> Research > 久保輝文[上皮とアレルギー]
特任助教
久保 輝文 M.D. Ph.D.
(くぼ てるふみ)
学歴・職歴
2001年 北海道北見北斗高等学校卒業
2008年 札幌医科大学医学部卒業
2010年 初期臨床研修修了(北見赤十字病院)
2013年 札幌医科大学大学院修了、医学博士(佐藤 昇志教授)
2015年 札幌医科大学附属病院 病理診断科
2016年より現職
海外・国内留学
2013-2015年 Swiss Institute of Allergy and Asthma Research (SIAF)
学会
日本病理学会
日本臨床免疫学会
日本免疫学会
日本癌学会
日本臨床細胞学会
European Academy of Allergy and Clinical Immunology
The International Academy of Pathology Japanese Division
上皮細胞は生体と外界との境界に位置しており、あらゆる侵襲に対する生体防御の最前線にあります。上皮が形成する物理的バリアの破綻によって、外来抗原の粘膜下へのアクセスを促進され、抗原への感作、また上皮細胞の活性化の原因となるとされます。また、上皮細胞は様々な種類の自然免疫受容体を発現しており、ウイルスや細菌を含む外来抗原あるいは障害を受けた細胞から放出される自己抗原を感知して活性化し、サイトカインおよびケモカインを産生することで免疫細胞の活性化や遊走を司っています。つまり、上皮細胞は物理的バリアのみならず免疫学的バリアとして自然免疫および獲得免疫の発動を制御しています。近年では物理的バリアの破綻と免疫学的バリアの機能異常はアトピー性皮膚炎や気管支喘息、アレルギー性鼻炎などのアレルギー性疾患の病態の形成あるいは慢性化に寄与していると考えられています。

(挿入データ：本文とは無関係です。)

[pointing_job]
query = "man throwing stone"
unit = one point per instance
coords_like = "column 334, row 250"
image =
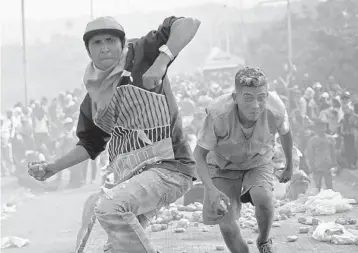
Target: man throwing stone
column 130, row 106
column 234, row 157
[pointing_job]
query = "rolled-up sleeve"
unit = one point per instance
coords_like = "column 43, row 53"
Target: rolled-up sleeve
column 91, row 137
column 207, row 137
column 156, row 38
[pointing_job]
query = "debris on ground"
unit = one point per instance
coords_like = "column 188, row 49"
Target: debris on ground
column 13, row 242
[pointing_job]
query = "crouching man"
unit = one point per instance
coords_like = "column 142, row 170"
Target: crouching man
column 234, row 157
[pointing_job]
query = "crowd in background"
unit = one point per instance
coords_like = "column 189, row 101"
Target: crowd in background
column 47, row 129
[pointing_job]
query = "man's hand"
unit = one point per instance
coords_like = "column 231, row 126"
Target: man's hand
column 154, row 75
column 219, row 201
column 41, row 170
column 287, row 173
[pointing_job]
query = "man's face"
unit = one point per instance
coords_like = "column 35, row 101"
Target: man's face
column 104, row 50
column 251, row 101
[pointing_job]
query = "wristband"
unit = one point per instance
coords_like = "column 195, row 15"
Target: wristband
column 165, row 49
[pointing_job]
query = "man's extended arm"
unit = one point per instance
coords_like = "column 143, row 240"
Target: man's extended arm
column 182, row 31
column 287, row 145
column 203, row 168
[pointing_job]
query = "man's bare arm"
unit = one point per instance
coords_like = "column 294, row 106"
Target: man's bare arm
column 181, row 33
column 74, row 157
column 203, row 168
column 287, row 145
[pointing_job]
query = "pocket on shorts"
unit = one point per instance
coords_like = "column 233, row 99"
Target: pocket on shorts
column 175, row 183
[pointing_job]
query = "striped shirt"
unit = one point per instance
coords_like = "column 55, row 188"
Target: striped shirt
column 142, row 127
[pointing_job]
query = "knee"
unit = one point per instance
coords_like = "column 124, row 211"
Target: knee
column 229, row 227
column 262, row 197
column 116, row 204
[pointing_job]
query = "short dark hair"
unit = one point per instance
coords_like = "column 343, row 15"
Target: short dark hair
column 250, row 77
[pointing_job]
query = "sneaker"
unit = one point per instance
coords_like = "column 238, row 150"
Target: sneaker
column 265, row 247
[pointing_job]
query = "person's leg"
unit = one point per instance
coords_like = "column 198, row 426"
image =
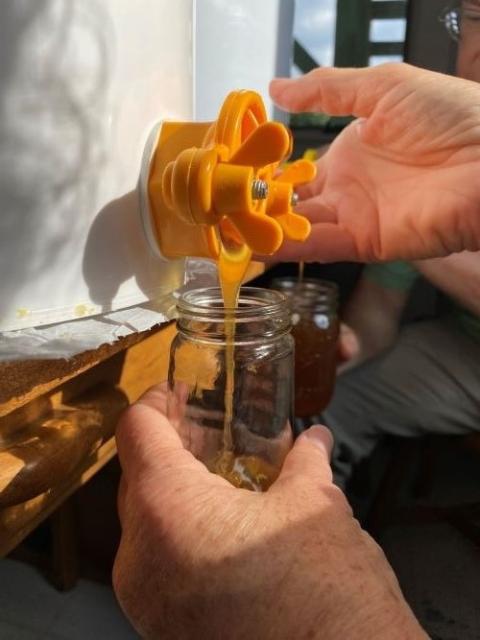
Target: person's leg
column 429, row 382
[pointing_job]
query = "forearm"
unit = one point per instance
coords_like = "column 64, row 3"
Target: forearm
column 457, row 275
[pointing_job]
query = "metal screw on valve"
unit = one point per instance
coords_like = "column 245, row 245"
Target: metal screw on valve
column 259, row 190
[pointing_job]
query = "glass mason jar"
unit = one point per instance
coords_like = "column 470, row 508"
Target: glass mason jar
column 315, row 330
column 230, row 383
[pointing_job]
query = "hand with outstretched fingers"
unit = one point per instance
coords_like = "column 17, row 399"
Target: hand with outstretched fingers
column 400, row 182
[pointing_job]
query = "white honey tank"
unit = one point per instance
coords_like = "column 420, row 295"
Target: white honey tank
column 83, row 83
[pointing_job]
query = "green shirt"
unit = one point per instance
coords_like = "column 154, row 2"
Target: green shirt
column 402, row 276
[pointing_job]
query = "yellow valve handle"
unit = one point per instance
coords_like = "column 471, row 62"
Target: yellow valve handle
column 230, row 182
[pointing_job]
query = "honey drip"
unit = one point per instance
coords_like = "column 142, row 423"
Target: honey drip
column 245, row 472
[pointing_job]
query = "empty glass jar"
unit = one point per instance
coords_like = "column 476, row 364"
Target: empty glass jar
column 315, row 330
column 230, row 393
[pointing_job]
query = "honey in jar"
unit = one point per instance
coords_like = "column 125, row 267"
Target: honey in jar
column 315, row 328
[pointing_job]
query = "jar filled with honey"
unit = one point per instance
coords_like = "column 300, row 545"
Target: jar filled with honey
column 315, row 328
column 230, row 383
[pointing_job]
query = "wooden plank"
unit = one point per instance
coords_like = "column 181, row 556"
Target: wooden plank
column 23, row 381
column 388, row 9
column 352, row 32
column 386, row 48
column 95, row 392
column 302, row 58
column 18, row 521
column 129, row 374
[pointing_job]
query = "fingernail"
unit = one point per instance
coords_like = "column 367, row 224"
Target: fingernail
column 321, row 437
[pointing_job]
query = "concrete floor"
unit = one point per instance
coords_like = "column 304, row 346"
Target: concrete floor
column 31, row 609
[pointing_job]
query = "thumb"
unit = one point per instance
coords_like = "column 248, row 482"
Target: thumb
column 310, row 456
column 147, row 443
column 340, row 92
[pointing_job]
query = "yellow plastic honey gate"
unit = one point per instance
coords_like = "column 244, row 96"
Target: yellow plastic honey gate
column 217, row 186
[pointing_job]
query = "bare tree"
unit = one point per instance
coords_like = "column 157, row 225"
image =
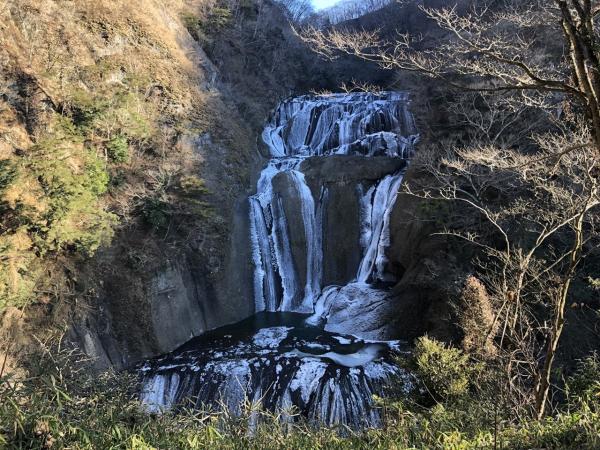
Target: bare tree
column 298, row 10
column 507, row 48
column 538, row 220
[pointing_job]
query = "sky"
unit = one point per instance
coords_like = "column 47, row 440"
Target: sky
column 320, row 4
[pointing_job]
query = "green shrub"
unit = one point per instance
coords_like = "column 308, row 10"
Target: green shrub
column 584, row 385
column 445, row 372
column 118, row 149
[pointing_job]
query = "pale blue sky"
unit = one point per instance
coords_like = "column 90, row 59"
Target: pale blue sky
column 320, row 4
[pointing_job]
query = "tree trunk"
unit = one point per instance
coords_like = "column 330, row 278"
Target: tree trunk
column 542, row 388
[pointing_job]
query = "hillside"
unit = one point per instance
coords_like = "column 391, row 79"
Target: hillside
column 128, row 138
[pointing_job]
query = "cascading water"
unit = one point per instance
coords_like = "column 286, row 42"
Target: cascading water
column 330, row 155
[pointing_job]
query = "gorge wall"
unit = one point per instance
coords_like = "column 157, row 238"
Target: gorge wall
column 180, row 262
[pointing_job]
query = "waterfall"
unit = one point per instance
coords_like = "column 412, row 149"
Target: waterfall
column 324, row 200
column 363, row 124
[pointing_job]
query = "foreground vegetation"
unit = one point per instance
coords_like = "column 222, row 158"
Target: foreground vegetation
column 453, row 407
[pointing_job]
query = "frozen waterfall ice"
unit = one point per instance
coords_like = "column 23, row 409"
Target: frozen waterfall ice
column 301, row 349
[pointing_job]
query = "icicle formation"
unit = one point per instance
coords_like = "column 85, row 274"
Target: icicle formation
column 376, row 206
column 361, row 124
column 277, row 368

癌抑制遺伝子として知られるp53のホモログp63/p73は上皮細胞の幹細胞性および分化を制御するとともに、様々な細胞ストレスに対して細胞の生存あるいはアポトーシスを決定づける因子として知られています。私たちのこれまでの検討から、p63/p73は様々な免疫関連シグナルに応答して自身の発現レベルが調節され、物理的バリアおよび免疫学的バリア機能の両方を調節しうることが明らかとなりました。したがって、私たちはp63/p73は様々な生体への侵襲に反応して上皮細胞の機能を調節するマスターレギュレーターであると位置づけています。さらにp63/p73が制御する上皮バリア、免疫応答ダイナミクスはアレルギー疾患の他にも創傷治癒やがん微小環境の形成に深く関わっていると仮説を立て、主に正常細胞を用いて研究を進めています。私たちの研究で得られる成果によって、感染症、がんや自己免疫疾患など上皮細胞のバリアあるいは免疫異常が関わるその他の臨床病態に対する理解の発展に貢献したいと考えています。